LJProxy

LJProxy

by Brian Enigma < brian at net­ninja . com >
v1.1, 2009-11-31
http://netninja.com/projects/ljproxy

LJProxy is a proxy between your LiveJournal groups (includ­ing friends who post pro­tected entries) and Google Reader (or any other RSS news­reader you care to use). It is designed to be sim­ple to install and main­tain with min­i­mum server require­ments.

Download

The cur­rent ver­sion, v1.1, is avail­able at http://netninja.com/wp-content/uploads/2009/11/LJProxy-1.1.zip

Background

I have been on LiveJournal since 2001. I have had a Permanent Account since 2005. Many of my friends have been using it for sim­i­lar amounts of time. In the past few years, I have migrated my post­ing and read­ing off of LiveJournal. I do most of my blog read­ing through Google Reader, but still have a num­ber of peo­ple I want to fol­low on LiveJournal. They often post friends-only entries that are not acces­si­ble from within Google Reader. What I really want is a way to get each of my LiveJournal friend groups as a feed that con­tains both pub­lic and pro­tected entries.

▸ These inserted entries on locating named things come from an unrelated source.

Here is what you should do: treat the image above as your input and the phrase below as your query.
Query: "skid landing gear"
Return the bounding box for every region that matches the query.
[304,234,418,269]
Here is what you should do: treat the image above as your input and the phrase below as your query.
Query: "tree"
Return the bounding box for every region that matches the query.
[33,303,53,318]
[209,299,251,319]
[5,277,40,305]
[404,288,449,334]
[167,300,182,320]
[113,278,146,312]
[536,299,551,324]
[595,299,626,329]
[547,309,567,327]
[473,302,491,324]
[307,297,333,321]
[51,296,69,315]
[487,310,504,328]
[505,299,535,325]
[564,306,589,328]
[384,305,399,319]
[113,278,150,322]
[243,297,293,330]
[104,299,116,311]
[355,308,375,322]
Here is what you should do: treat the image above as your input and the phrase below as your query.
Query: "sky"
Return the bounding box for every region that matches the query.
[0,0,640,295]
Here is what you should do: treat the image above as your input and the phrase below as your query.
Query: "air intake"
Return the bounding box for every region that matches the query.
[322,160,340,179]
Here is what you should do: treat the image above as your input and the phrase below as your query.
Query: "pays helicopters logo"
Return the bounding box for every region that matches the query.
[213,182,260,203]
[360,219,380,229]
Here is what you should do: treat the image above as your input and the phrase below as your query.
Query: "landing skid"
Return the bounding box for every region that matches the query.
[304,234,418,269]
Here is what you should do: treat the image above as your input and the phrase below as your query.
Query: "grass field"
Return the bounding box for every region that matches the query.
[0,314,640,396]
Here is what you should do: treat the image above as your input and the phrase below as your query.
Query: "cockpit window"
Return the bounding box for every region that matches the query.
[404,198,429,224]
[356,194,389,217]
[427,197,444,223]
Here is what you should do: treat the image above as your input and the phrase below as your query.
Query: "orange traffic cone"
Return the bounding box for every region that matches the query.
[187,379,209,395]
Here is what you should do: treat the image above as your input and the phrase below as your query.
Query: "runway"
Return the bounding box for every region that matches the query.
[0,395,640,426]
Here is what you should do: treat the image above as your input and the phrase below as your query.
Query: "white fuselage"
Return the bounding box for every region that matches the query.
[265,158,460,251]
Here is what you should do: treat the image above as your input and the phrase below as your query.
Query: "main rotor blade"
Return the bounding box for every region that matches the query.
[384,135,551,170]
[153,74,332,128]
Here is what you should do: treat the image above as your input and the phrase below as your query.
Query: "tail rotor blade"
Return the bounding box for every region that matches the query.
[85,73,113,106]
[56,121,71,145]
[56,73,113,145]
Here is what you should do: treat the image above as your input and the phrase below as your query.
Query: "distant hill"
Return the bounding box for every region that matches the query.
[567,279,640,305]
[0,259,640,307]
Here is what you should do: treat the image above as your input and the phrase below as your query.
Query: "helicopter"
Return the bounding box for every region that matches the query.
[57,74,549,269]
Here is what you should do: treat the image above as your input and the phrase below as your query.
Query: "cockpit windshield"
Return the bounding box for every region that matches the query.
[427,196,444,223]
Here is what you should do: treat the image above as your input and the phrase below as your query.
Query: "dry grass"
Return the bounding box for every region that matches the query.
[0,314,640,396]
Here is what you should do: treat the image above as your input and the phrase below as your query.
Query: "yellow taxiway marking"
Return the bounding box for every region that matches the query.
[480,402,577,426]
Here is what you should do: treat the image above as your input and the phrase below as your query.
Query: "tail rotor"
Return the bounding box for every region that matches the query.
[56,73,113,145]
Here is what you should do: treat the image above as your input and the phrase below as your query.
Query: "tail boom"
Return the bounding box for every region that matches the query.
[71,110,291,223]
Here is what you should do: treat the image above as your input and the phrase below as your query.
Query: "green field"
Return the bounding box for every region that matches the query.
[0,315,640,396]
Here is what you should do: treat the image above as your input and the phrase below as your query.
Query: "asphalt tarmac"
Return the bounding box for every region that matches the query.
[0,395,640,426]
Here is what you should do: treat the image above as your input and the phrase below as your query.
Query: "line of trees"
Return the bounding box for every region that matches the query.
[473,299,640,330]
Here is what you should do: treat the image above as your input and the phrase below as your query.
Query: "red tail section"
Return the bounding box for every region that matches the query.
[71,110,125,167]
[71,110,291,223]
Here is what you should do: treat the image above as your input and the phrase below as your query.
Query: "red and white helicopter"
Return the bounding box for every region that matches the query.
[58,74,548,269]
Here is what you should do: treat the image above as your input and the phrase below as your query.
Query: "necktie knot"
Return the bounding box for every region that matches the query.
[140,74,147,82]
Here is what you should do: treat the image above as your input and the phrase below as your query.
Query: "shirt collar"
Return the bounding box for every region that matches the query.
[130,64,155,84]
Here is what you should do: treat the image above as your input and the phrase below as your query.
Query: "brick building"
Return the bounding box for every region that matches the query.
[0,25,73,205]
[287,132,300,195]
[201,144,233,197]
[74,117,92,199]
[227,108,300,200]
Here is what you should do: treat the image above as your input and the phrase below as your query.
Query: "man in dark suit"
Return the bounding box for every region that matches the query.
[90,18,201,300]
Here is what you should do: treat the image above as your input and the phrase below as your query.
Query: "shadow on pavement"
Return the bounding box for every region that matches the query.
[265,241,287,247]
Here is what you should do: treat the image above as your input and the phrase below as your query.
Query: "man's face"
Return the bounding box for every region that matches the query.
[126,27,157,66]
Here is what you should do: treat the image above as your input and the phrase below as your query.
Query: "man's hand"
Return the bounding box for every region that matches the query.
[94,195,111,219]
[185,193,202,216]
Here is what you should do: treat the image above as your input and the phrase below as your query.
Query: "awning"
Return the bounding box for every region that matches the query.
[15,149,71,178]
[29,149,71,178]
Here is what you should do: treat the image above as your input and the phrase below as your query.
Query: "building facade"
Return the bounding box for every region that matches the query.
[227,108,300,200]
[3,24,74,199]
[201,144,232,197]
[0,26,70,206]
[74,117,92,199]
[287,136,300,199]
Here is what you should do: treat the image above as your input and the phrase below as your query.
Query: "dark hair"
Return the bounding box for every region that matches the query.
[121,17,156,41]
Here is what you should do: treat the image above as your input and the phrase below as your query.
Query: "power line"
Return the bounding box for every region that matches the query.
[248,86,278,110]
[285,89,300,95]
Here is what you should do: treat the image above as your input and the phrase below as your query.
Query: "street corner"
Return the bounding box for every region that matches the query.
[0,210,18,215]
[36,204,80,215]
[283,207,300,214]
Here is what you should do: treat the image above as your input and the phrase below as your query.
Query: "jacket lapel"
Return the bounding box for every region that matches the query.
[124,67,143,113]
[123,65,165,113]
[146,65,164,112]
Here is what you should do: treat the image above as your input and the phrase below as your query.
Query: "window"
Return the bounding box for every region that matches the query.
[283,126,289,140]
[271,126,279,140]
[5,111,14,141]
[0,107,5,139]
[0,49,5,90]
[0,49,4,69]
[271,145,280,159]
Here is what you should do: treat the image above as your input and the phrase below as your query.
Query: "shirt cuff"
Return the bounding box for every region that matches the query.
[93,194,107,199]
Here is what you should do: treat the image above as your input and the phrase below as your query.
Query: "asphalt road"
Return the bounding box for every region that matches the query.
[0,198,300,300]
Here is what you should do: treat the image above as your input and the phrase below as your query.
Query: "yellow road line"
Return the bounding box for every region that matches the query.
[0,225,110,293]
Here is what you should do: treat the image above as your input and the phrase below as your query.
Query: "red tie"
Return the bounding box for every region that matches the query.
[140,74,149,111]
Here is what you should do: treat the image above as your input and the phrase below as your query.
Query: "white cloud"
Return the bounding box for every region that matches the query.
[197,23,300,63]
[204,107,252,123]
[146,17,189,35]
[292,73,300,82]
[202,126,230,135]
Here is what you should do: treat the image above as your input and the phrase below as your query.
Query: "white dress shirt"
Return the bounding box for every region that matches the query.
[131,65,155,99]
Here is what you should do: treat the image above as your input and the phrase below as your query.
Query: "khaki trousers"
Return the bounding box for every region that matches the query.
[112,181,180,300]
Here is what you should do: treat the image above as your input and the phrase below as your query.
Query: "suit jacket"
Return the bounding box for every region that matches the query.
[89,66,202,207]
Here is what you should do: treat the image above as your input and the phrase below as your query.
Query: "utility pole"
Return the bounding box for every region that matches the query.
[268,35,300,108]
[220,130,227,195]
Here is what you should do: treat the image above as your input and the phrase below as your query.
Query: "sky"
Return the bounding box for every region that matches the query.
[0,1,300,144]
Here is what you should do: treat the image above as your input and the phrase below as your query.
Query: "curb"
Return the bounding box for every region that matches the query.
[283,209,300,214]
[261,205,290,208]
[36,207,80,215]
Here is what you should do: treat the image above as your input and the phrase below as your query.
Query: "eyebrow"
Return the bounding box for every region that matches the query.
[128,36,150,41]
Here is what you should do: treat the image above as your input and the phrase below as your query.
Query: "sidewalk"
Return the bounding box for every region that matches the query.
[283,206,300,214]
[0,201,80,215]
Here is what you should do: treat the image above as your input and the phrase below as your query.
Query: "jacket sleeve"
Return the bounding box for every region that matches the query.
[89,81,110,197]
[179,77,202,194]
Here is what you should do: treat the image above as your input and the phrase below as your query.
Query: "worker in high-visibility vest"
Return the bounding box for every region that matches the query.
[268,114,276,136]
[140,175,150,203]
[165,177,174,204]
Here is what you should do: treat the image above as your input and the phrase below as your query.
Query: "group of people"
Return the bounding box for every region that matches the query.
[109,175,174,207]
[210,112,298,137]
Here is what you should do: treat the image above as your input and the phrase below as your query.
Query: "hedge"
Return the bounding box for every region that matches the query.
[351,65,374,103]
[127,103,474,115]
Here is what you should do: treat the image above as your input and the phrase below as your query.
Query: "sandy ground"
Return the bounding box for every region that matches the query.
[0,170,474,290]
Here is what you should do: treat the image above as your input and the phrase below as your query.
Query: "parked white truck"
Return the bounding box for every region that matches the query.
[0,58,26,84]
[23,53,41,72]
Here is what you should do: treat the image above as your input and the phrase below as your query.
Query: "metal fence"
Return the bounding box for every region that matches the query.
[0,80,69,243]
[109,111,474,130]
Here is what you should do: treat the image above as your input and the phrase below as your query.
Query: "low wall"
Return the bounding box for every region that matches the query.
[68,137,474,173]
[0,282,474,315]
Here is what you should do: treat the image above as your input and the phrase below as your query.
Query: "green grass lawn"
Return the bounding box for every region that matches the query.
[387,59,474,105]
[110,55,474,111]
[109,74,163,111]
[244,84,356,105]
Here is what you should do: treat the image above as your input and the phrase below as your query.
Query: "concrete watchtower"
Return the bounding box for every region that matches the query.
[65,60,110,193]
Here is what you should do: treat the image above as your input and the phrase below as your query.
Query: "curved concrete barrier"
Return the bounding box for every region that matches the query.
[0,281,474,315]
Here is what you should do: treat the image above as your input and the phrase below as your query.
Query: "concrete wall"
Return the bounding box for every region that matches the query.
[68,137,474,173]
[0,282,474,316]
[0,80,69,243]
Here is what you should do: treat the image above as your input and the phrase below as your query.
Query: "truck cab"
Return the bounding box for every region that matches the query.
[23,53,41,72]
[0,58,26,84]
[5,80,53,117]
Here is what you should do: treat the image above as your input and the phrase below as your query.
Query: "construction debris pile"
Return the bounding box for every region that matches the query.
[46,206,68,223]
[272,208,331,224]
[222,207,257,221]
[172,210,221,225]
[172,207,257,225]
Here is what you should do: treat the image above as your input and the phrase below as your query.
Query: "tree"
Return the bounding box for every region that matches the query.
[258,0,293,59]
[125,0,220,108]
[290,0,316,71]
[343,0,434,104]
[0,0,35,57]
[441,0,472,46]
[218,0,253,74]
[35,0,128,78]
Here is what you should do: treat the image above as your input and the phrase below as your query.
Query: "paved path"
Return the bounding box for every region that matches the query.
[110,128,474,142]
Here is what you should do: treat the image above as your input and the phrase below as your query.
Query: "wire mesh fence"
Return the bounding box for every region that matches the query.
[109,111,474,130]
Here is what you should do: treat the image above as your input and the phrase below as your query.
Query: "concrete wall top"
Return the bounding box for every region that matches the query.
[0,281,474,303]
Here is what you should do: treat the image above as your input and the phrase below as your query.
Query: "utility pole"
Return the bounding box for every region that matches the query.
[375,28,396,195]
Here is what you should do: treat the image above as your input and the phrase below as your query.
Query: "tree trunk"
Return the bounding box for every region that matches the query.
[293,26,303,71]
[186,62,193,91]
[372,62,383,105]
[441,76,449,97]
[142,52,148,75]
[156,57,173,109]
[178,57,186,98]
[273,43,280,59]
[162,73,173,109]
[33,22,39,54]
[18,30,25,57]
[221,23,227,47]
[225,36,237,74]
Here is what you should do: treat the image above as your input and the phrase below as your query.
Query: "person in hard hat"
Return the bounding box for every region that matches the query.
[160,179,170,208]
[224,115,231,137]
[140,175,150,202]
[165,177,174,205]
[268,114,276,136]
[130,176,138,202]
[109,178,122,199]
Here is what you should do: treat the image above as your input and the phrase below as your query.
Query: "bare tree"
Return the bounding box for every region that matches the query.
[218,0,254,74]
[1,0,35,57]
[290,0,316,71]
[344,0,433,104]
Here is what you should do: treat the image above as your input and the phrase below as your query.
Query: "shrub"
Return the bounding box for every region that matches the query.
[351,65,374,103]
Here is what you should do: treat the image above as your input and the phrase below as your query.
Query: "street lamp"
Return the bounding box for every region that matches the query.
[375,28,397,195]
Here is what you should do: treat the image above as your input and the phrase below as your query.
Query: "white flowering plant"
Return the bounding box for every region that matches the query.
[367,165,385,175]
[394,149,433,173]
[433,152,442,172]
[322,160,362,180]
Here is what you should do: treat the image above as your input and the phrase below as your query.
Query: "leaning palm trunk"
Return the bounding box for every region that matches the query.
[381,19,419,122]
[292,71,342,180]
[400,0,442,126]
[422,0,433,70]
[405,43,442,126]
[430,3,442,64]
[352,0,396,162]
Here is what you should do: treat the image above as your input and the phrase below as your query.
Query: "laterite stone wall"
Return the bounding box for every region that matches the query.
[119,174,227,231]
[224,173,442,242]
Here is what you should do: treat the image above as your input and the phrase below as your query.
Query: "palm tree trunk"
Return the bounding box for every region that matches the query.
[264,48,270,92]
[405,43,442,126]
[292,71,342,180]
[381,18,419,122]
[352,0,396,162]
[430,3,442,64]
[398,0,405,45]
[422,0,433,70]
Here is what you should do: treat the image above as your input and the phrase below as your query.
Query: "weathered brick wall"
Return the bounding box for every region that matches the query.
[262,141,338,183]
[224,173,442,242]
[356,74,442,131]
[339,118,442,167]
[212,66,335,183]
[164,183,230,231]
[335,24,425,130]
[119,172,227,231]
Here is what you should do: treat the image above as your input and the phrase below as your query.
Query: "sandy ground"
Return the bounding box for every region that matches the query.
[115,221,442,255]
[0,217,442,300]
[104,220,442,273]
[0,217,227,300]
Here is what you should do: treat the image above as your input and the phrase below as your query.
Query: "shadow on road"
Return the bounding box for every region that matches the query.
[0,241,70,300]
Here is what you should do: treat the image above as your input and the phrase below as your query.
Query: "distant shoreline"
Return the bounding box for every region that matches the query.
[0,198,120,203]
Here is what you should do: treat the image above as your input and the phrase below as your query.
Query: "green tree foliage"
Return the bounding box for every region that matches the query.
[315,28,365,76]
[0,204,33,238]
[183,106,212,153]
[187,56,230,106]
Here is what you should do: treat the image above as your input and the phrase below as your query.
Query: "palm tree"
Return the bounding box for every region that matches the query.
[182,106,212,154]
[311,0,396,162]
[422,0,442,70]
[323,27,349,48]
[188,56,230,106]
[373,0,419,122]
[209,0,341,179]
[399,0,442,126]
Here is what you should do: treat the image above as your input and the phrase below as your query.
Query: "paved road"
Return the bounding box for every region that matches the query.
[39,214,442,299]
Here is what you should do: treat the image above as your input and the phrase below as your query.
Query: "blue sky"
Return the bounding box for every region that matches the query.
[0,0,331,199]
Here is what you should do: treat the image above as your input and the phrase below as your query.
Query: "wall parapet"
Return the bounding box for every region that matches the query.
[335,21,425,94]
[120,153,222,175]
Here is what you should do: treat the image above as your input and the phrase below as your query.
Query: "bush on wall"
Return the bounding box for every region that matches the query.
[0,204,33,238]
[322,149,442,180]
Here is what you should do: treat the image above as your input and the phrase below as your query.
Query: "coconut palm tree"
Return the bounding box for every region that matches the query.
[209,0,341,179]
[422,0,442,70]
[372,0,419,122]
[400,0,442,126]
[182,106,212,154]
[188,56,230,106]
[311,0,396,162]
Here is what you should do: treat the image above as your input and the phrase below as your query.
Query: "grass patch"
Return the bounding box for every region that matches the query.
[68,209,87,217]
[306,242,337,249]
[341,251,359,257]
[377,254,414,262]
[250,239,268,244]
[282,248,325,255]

This is what LJProxy was designed to do.

Design Goals

  • Secure : Communications between the web appli­ca­tion and LiveJournal are using the LJ challenge/response pro­to­col, when allowed by LiveJournal, so that your pass­word is never sent as plain­text. Communications between Google Reader and the web appli­ca­tion use a user-generated pass key as part of the URL. The pass key is unre­lated to your LiveJournal cre­den­tials.  More detail about secu­rity is given in a later sec­tion.
  • Easily main­tain­able : As you add/remove peo­ple from friend groups on LiveJournal, they should auto­mat­i­cally get added/removed from the RSS feed.
  • Minimal setup and sys­tem require­ments : Anyone run­ning a PHP web­site should be able to install this webapp on their site with min­i­mal setup. No MySQL con­fig­u­ra­tion. No spe­cial library depen­den­cies. All you need is write per­mis­sion from PHP to the direc­tory (for hold­ing cached infor­ma­tion).
  • Fast : Retrieving and merg­ing the recent entries 50–100 users from LiveJournal can take a minute or two. This web app tries its best to min­i­mize pro­cess­ing time for faster results.
  • Cached results : Part of keep­ing fast, as well as reduc­ing load on the LiveJournal servers, is caching results. The LiveJournal servers will only get hit once per friend per hour.
  • Distributed : I have no inter­est in set­ting up and main­tain­ing a cen­tral server for every­one to use.  Additionally, run­ning such a server means a sin­gle IP address makes a large num­ber of requests to LiveJournal’s servers.  As the num­ber of LJProxy users using that sin­gle server increased, so would the strain on their servers.  Since all those requests would leave a big foot­print in their request logs, it would make it that much eas­ier for them to block the cen­tral server.  For these rea­sons, I am leav­ing the archi­tec­ture as a host-it-yourself one-person-per-installation setup.
  • Open : I have always been a big fan of Open Source projects, espe­cially when secu­rity is involved.  The code for LJProxy is released under a GPL license and is free to use and mod­ify.  It should with­stand the scrutiny of peer review — pass­words are han­dled cor­rectly and securely, and there’s no lit­tle tro­jan horse or back door.

Prerequisites

  • First and fore­most, you need a web host for your instal­la­tion. Basically, you need a web­site in which you can install this appli­ca­tion in a sub­di­rec­tory.
  • This web host needs to be on the pub­lic inter­net. Google Reader’s servers need to be able to see this host.
  • The web host must sup­port PHP with the “xml” (also known as SimpleXML) exten­sion. This is one of the default exten­sions, so if your host sup­ports PHP, it prob­a­bly sup­ports SimpleXML.
  • The web host must also sup­port the PHP “curl” exten­sion.  This is used to com­mu­ni­cate with LiveJournal.  It is a fairly com­mon exten­sion, but is occa­sion­ally unavail­able at cer­tain hosts.
  • The web server needs to be able to write cache files to the instal­la­tion direc­tory. For many hosts (includ­ing Dreamhost, assum­ing you don’t change the default set­tings), this is auto­matic. For other hosts, you may have to “chmod” the direc­tory hold­ing LJProxy to “777”.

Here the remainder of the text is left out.